Abstract

The findings the latest National Survey of Mental Health and Wellbeing (NSMHW) reported in the July 2009 edition of the journal present an interesting contrast to the official statistics for suicide in Australia. The latest survey suggests that the number of people in Australia with any form of mental illness was similar to the previous survey [1] and the proportion of people identified as having a mental illness who were receiving treatment was 34.9% in 2007, compared to 32.5% in 1997 [2]. Furthermore, the proportion of Australians reporting suicidal ideas or a suicide attempt had also barely changed, because the 1997 survey found a 12-month prevalence of suicidal ideation of 2.9% and that 0.3% of the population had attempted suicide [3], and in 2007 those figures were 2.3 and 0.4%, respectively [4]. However, in the 10 years between the surveys the number of deaths recorded as suicide declined dramatically. According to Australian Bureau of Statistics (ABS) there were 2,720 suicide deaths in 1997, a rate of 14.7 per 100,000, which fell to 1880 deaths in 2007, a rate of 8.9 per 100,000 [5–7].
We examined figures provided by the ABS for the methods used to commit suicide, using the International Classification of Diseases (ICD) 10 codes for the period 1997 – 2007. Suicide rates were calculated for hanging, strangulation and suffocation (X70); non-gas poisoning (X61, X66, X68 and X69); poisoning with gas (X67); use of firearm or explosive (X72 – X75); jumping from a height (X80); self-stabbing and cutting (X78); and drowning (X71) for each state and territory. A residual category of suicides by other methods was calculated by subtracting the figures for the sum of the seven main methods from the annual total for each state and territory.
ABS figures for the populations of males and females in June of each year in each state and territory were used to calculate annual non-age-adjusted suicide rates [8]. The sum of the suicides and populations in each year of each decade was used to calculate male and female suicide rates. Changes in rates of male (Figure 1) and female (Figure 2) suicide by method were plotted as a stacked area chart.

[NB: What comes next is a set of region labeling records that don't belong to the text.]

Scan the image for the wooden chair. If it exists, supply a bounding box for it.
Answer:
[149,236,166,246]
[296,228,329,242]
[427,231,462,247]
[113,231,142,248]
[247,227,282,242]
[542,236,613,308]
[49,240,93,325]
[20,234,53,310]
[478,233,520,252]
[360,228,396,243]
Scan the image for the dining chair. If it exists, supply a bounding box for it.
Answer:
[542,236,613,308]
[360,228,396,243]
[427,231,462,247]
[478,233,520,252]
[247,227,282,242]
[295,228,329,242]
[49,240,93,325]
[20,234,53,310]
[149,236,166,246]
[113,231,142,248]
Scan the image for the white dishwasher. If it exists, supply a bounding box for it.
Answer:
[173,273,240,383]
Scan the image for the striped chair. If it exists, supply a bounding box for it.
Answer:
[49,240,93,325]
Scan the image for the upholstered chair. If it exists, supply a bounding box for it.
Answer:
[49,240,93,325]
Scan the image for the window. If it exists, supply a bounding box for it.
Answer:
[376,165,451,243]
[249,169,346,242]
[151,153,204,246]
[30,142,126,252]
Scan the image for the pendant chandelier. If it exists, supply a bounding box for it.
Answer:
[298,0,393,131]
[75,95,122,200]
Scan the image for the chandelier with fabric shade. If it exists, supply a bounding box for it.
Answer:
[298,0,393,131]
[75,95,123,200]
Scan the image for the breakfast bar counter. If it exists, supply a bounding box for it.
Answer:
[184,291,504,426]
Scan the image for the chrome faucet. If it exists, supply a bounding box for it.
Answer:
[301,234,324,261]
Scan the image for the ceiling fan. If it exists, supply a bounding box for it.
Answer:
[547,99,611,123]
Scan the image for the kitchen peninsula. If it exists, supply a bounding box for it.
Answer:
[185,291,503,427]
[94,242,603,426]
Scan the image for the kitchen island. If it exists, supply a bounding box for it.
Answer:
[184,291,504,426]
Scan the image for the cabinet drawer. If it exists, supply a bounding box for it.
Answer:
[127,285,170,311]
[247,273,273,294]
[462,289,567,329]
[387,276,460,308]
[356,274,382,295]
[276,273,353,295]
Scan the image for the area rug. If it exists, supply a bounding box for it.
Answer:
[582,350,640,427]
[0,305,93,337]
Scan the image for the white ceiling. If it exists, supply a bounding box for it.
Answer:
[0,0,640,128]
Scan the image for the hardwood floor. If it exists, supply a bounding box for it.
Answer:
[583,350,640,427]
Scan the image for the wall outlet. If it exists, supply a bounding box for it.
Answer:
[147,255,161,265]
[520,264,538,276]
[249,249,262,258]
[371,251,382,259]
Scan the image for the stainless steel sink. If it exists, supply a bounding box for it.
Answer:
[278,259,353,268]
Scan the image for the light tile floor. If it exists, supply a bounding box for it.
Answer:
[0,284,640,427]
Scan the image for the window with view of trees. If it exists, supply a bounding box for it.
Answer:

Suicide methods by males 1997–2007.

Suicide methods by females 1997–2007.
Although there has been some debate about the completeness of the ABS suicide figures and several publications discussing the reasons for an under-reporting of suicides, the error rate is unlikely to have changed significantly over the 10 years between the 1997 and 2007 surveys. Moreover, relatively few of the suicides using methods in which there was the greatest decline, such as self-shooting, would not have been counted as suicides. An examination of the changes in the methods used to commit suicide indicates a decline in suicide by methods in which the availability of lethal means has been restricted, for example, the reduced availability of firearms since the firearms ‘buy back’ scheme, [9,10] the introduction of catalytic converters in all new cars [11] and the decline in use of tricyclic antidepressants [12]. The ABS figures show only limited substitution to other readily available lethal means, such as hanging and jumping from a height.
This examination of changes in the methods used to commit suicide suggests that the best way to further reduce the rate of suicide is to further reduce the availability of lethal means, rather than by increasing the number of people with psychiatric disorders who are receiving treatment or by trying to guess who might commit suicide. These measures include further restrictions in the availability of firearms, increasing the regulation of medications that have been used in fatal overdoses, installing physical barriers at well-known jumping points [13], improved observation in psychiatric hospitals and lockups and any measure that reduces alcohol abuse [14]. A further period of economic prosperity of the kind enjoyed in the 10 years up to 2007 might also be accompanied by a further decline in the rates of suicide.